Appellate Court Questions FCC's Neutrality Rules

The Federal Communications Commission faced some tough questions on Monday from appellate judges who are considering whether the agency's net neutrality rules are valid.

The rules, passed in late 2010, prohibit broadband providers from blocking content and competing apps. The regulations also ban wireline providers -- but not wireless companies -- from unreasonably discriminating against content and app providers.

Verizon challenged the rules in the D.C. Circuit Court of Appeals, arguing that the FCC lacks authority over broadband.

At least two of the three judges on Monday's appellate panel indicated they agreed at least partially with Verizon. Specifically, the judges indicated that the anti-discrimination rules unlawfully imposed common carrier requirements on broadband providers. The FCC classifies broadband as an “information” service, not a telecommunications service. But the agency is only empowered to treat telecommunications providers as common carriers.

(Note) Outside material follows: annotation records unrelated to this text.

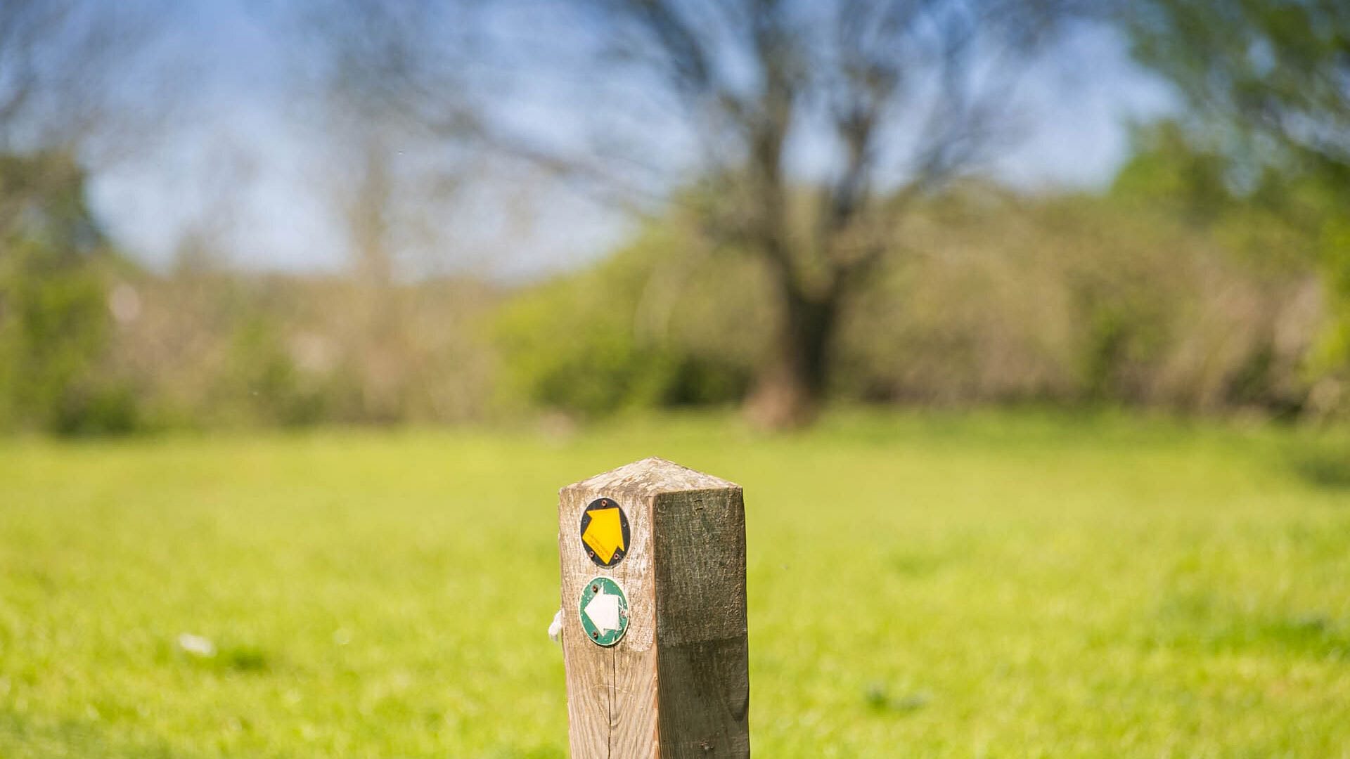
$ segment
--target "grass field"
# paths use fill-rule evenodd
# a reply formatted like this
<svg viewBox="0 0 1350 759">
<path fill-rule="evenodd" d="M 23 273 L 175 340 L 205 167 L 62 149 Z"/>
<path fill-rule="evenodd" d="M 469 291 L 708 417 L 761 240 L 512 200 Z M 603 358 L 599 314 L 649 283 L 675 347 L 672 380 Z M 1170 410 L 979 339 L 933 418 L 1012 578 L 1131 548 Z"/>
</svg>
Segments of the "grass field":
<svg viewBox="0 0 1350 759">
<path fill-rule="evenodd" d="M 1346 451 L 1033 413 L 0 443 L 0 756 L 563 756 L 556 490 L 647 455 L 745 486 L 757 756 L 1350 756 Z"/>
</svg>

“There was definitely some skpeticism about the types of rules they adopted,” says Free Press policy counsel Jennifer Yeh. But she adds that the appellate panel appeared to recognize that the FCC has the authority to promote broadband deployment, but not to impose common carrier type rules.

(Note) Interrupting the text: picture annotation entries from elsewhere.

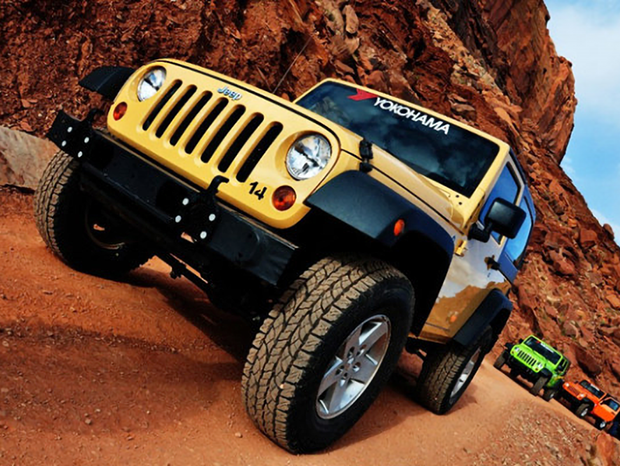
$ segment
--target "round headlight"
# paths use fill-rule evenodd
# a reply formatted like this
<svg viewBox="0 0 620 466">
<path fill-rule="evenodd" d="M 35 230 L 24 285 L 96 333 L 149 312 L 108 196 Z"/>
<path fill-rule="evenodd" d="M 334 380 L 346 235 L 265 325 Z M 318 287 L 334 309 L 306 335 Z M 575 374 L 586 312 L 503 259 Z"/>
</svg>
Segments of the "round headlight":
<svg viewBox="0 0 620 466">
<path fill-rule="evenodd" d="M 332 156 L 327 139 L 318 134 L 302 136 L 286 154 L 286 169 L 296 180 L 307 180 L 319 174 Z"/>
<path fill-rule="evenodd" d="M 138 100 L 140 102 L 150 99 L 164 85 L 166 80 L 166 70 L 163 68 L 153 68 L 146 73 L 138 83 Z"/>
</svg>

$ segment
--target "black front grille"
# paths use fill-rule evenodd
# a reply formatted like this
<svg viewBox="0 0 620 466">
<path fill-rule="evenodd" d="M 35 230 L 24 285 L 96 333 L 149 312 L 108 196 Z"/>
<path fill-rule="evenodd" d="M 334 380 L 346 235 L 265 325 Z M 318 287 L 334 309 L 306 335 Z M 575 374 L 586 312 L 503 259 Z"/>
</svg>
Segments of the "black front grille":
<svg viewBox="0 0 620 466">
<path fill-rule="evenodd" d="M 282 132 L 282 125 L 280 123 L 274 123 L 269 131 L 263 136 L 263 138 L 256 145 L 250 156 L 247 158 L 245 163 L 239 169 L 239 173 L 237 173 L 237 180 L 241 183 L 247 181 L 248 177 L 252 173 L 252 170 L 258 165 L 260 159 L 265 155 L 265 152 L 271 147 L 271 144 L 276 140 L 276 138 Z"/>
</svg>

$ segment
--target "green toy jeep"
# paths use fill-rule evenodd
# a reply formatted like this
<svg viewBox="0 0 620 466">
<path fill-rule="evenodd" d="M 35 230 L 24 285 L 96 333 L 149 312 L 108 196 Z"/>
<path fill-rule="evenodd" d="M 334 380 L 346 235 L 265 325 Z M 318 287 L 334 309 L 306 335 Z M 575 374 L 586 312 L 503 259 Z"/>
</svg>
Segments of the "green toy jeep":
<svg viewBox="0 0 620 466">
<path fill-rule="evenodd" d="M 558 350 L 544 341 L 530 335 L 518 344 L 508 343 L 506 349 L 495 361 L 495 368 L 501 369 L 504 364 L 510 368 L 510 374 L 521 376 L 533 383 L 530 393 L 538 395 L 544 388 L 543 399 L 550 401 L 562 388 L 570 367 L 570 361 Z"/>
</svg>

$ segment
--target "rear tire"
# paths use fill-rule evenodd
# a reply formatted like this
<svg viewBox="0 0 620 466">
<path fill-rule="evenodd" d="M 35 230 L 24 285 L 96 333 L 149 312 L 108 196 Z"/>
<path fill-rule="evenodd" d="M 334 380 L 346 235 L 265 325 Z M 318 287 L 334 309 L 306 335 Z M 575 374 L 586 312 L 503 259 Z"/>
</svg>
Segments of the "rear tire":
<svg viewBox="0 0 620 466">
<path fill-rule="evenodd" d="M 594 427 L 596 427 L 598 430 L 603 430 L 605 427 L 607 427 L 607 421 L 604 421 L 602 419 L 595 419 Z"/>
<path fill-rule="evenodd" d="M 248 354 L 243 401 L 256 426 L 293 453 L 327 447 L 370 407 L 411 328 L 413 289 L 370 258 L 326 258 L 276 304 Z"/>
<path fill-rule="evenodd" d="M 151 254 L 128 241 L 121 222 L 107 216 L 79 182 L 78 162 L 58 151 L 34 197 L 36 225 L 45 244 L 70 267 L 94 275 L 117 276 L 146 262 Z"/>
<path fill-rule="evenodd" d="M 543 390 L 543 400 L 551 401 L 558 396 L 557 388 L 545 388 Z"/>
<path fill-rule="evenodd" d="M 549 379 L 545 376 L 540 376 L 538 377 L 538 379 L 534 382 L 534 385 L 532 385 L 532 388 L 530 388 L 530 393 L 532 395 L 538 396 L 538 394 L 540 393 L 540 390 L 542 390 L 542 388 L 547 385 L 547 382 L 549 382 Z"/>
<path fill-rule="evenodd" d="M 493 334 L 487 327 L 469 346 L 453 341 L 430 351 L 418 378 L 418 402 L 436 414 L 447 413 L 467 390 L 492 342 Z"/>
</svg>

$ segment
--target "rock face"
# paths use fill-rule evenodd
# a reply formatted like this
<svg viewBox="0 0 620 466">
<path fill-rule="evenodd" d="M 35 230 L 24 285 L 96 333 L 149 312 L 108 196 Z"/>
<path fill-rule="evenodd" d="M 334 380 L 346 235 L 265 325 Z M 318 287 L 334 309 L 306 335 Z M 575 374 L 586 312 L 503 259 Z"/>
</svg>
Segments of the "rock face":
<svg viewBox="0 0 620 466">
<path fill-rule="evenodd" d="M 0 124 L 44 134 L 100 65 L 173 57 L 292 98 L 330 76 L 420 102 L 510 142 L 538 209 L 503 338 L 535 331 L 620 392 L 620 254 L 559 167 L 576 106 L 542 0 L 89 2 L 0 6 Z M 290 72 L 286 74 L 290 67 Z"/>
<path fill-rule="evenodd" d="M 0 127 L 0 185 L 36 188 L 57 150 L 45 139 Z"/>
</svg>

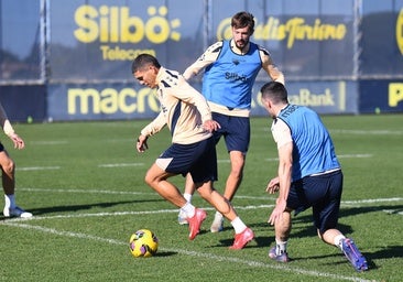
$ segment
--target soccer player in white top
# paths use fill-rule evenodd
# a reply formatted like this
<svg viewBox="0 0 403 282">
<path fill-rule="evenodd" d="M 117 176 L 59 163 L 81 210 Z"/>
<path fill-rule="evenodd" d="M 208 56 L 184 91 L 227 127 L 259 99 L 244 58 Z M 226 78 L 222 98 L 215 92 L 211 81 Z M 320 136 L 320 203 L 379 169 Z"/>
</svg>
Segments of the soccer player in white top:
<svg viewBox="0 0 403 282">
<path fill-rule="evenodd" d="M 232 39 L 209 46 L 185 72 L 185 79 L 203 69 L 203 95 L 213 111 L 213 119 L 221 128 L 214 132 L 216 143 L 224 137 L 229 152 L 231 170 L 226 182 L 224 196 L 232 200 L 243 177 L 246 154 L 250 142 L 252 87 L 260 69 L 272 80 L 284 84 L 284 75 L 273 63 L 264 47 L 250 42 L 254 31 L 253 15 L 239 12 L 231 19 Z M 184 196 L 190 200 L 194 192 L 189 177 Z M 179 214 L 181 224 L 181 214 Z M 216 213 L 210 231 L 222 230 L 222 215 Z"/>
<path fill-rule="evenodd" d="M 10 120 L 3 107 L 0 104 L 0 123 L 4 133 L 14 143 L 15 149 L 23 149 L 25 147 L 24 141 L 15 133 L 12 128 Z M 4 217 L 32 217 L 31 213 L 25 212 L 21 207 L 15 205 L 15 164 L 10 158 L 9 153 L 6 151 L 4 145 L 0 142 L 0 166 L 1 166 L 1 178 L 4 191 L 6 205 L 3 208 Z"/>
<path fill-rule="evenodd" d="M 156 88 L 161 104 L 160 115 L 141 130 L 138 151 L 144 152 L 148 138 L 165 126 L 172 134 L 171 147 L 149 169 L 145 183 L 181 208 L 189 225 L 189 239 L 193 240 L 199 232 L 206 212 L 187 203 L 178 188 L 168 182 L 172 176 L 189 173 L 200 196 L 231 221 L 236 235 L 230 249 L 242 249 L 254 235 L 231 204 L 213 187 L 217 178 L 217 155 L 211 132 L 219 128 L 219 123 L 211 119 L 206 99 L 179 73 L 162 67 L 151 55 L 139 55 L 133 61 L 132 74 L 141 85 Z"/>
</svg>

Free Press and other Net neutrality advocates have urged the FCC to reclassify broadband as a telecommunications service. “Our position has always been that the FCC is on shaky ground because they chose this route of classifying broadband services as information services,” Yeh says.

Much of Monday's argument focused on the difference between the FCC's rules prohibiting “blocking” and the ones banning “discrimination,” with some judges indicating that they might uphold the anti-blocking rules, but vacate the anti-discrimination rules. Broadly speaking, anti-discrimination rules appear to prohibit broadband providers from charging more for fast-lane service, while anti-blocking rules seem to ban providers from refusing to put traffic through at all.

Judge David Tatel said at one point during the two-hour hearing that the anti-discrimination provision appeared to be the kind of rule that can only be imposed on common carriers. Tatel previously was on a panel that vacated the FCC's decision to sanction Comcast for violating the 2005 net neutrality principles -- which preceded the agency's rules. Tatel and the other judges said at the time that the FCC lacked authority to enforce neutrality principles.

Judge Laurence Silberman specifically wanted to know why the FCC thought the rules were necessary. The FCC's lawyer, Sean Lev, gave two reasons. One was to preempt the threat of blocking. The other was to provide certainty. “The threat of what Verizon and other parties could do was in fact a barrier to infrastructure investment,” Lev said.